I’ve gotten accustomed to working around the stump, but went I first started working under the house a few years ago it was spooky with a capital S. The stump is still pretty much intact, but there a little cubby holes and nooks and crannies all around it. You just never know what the hell might be living in there.

More importantly than everything going smooth as silk with the pipe fitting was the fact that I had no leaks! Needless to say, natural gas leaks under the house are a bit more troublesome than water leaks. They are also a lot harder to detect. Gas is lighter than air and so it will collect in the joist bays and pool until a spark sends your house flying off the foundation. They make a soapy solution you can use to help find leaks. You brush it on the fittings and watch for bubbles. That is helpful if you know you have a leak and you’re trying to find it.

What I do is when I cut off the gas before I start working I write down the readings on the meter and use those as a bench mark to see if everything is OK when I turn it back on. I also close all the valves where the pipe feeds in to appliances in the house. After everything is hooked back up I wait an hour or so and look for any changes in the meter. I used to wait over night but I feel more confident now. After running dozens of yards of gas pipe, with hundreds of fittings I’ve had only one leak the whole time.

That one leak was when I plumbed most of the house for natural gas a few years ago. Residential natural gas runs at about a quarter of a PSI. Very, very low pressure. To get inspected I had to fill the pipes up with 20 PSI of air and then the inspector would come by and watch the gauge for a few minutes to make sure it didn’t drop. If it dropped that meant I had a leak. Twenty PSI is about 80 times normal pressure the gas lines will see.
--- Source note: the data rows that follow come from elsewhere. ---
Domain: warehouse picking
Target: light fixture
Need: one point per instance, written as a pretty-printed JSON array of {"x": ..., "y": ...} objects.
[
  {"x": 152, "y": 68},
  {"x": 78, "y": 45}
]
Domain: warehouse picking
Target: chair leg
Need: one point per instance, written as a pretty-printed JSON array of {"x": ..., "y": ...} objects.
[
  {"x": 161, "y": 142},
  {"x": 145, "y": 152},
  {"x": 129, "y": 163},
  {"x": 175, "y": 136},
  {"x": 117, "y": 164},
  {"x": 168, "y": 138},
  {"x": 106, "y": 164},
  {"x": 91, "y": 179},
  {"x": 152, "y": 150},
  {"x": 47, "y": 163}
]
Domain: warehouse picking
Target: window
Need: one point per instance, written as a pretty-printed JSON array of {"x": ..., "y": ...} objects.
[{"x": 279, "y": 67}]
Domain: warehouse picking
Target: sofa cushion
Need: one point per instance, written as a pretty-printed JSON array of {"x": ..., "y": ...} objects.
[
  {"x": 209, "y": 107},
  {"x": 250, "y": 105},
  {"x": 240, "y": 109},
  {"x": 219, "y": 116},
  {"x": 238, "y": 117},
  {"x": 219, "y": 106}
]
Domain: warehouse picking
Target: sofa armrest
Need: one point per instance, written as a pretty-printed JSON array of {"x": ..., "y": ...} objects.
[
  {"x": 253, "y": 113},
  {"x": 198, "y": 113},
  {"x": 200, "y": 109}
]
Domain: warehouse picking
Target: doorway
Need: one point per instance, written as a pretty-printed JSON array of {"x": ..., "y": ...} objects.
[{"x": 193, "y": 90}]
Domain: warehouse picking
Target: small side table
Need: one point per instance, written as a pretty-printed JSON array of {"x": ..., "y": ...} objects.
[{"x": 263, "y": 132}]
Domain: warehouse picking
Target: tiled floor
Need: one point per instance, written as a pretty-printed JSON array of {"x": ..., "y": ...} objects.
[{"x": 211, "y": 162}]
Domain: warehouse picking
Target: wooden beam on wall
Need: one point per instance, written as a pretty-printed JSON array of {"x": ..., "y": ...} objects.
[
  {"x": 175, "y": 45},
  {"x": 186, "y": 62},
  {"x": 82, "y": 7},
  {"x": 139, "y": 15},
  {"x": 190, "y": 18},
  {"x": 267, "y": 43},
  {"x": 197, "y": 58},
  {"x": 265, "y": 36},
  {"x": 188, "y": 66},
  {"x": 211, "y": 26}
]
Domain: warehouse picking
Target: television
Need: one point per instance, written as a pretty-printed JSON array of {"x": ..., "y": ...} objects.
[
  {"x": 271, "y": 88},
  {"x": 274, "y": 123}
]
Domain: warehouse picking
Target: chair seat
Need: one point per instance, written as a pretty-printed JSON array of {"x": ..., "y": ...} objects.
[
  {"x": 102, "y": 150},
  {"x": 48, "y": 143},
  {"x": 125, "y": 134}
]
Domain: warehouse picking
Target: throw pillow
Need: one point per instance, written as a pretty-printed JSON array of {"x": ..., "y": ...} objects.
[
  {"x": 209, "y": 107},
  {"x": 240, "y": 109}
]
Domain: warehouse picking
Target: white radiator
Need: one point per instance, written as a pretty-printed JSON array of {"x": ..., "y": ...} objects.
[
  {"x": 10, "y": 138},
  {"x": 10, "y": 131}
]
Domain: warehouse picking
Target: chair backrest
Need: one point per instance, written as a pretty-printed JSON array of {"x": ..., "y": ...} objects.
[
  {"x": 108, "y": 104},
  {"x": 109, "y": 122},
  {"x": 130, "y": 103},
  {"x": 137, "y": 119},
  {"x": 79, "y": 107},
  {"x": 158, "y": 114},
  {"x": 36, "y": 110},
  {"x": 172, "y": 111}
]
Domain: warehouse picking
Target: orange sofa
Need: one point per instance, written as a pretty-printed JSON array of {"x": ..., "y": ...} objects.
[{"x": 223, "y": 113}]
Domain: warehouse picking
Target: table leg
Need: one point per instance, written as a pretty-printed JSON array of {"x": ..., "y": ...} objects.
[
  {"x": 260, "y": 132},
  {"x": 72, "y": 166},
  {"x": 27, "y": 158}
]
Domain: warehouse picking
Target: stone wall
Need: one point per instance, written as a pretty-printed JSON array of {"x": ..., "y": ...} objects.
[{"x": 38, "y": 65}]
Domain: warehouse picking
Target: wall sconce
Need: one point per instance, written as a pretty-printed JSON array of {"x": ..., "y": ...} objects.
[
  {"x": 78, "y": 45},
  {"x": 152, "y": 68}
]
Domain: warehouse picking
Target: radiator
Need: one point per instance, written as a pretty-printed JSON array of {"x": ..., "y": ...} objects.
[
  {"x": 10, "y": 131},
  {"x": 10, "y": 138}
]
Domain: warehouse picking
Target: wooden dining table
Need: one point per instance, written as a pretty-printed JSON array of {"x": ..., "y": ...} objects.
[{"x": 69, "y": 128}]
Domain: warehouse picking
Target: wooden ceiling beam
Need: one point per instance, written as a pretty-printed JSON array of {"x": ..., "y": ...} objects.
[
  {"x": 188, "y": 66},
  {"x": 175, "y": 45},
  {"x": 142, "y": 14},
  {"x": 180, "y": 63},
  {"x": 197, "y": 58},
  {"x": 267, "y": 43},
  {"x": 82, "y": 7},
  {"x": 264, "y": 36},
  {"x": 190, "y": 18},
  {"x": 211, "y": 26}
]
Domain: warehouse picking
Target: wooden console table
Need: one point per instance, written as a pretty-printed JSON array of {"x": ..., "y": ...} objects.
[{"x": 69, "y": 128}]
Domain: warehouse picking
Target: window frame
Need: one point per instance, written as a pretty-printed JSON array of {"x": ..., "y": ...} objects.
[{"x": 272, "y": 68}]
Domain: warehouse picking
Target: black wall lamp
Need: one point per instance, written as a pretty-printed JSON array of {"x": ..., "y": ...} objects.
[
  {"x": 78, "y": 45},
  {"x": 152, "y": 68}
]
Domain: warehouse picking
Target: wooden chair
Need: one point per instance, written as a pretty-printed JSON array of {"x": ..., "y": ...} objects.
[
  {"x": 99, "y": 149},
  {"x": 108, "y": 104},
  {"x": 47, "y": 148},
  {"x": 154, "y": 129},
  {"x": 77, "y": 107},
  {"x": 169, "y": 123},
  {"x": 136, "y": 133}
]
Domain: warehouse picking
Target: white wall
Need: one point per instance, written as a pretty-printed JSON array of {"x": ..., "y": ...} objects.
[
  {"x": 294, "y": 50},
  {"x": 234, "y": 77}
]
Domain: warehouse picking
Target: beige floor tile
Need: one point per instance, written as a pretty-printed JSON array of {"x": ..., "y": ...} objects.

Anyway, I got everything hooked up and filled the pipes with 20 PSI of air and I had just the tiniest of leaks. It was so slight that at 10 PSI it didn’t even leak. I crawled around under the house for days brushing on the sudsy leak solution trying to find the leak and I couldn’t find it. It was so frustrating. I went to some on-line plumbing forums and one guy suggested I go up to 30 PSI and mix up a solution of half dishwashing liquid and half water and brush that on. Sure enough that worked.

I had a plug in a T fitting that was supposed to be for my future laundry room dryer. The plug was a piece of crap, or maybe it got a little dirt in it, or whatever. I replaced the 39 cent plug with a new one and the leak went away. That T with the plug is the very same T fitting I hooked everything up to today. That’s what made me think of it.

Thursday, January 25, 2007

Tile Crunch Time

It’s the moment I’ve been dreading. Over the past 2 months I’ve written volumes about tile selections but now it’s time to put my money where my finger tips are. I must order tile. I would rather spend another day under the house with leaking copper pipes than have to make a final decision on tile.

I’m glad the salvage floor tile came up for two reasons. First, I saved a lot money. That’s always a plus. Second, and equally as important, I didn’t have to make a choice. It was a take-it-or-leave-it moment. Not so with the wall tile. I did have a line of some locally salvaged subway tile, but the deal fell apart. Actually, it didn’t so much fall apart as it ever so slowly crumbled apart. In fact, I’m still not quite sure what happened.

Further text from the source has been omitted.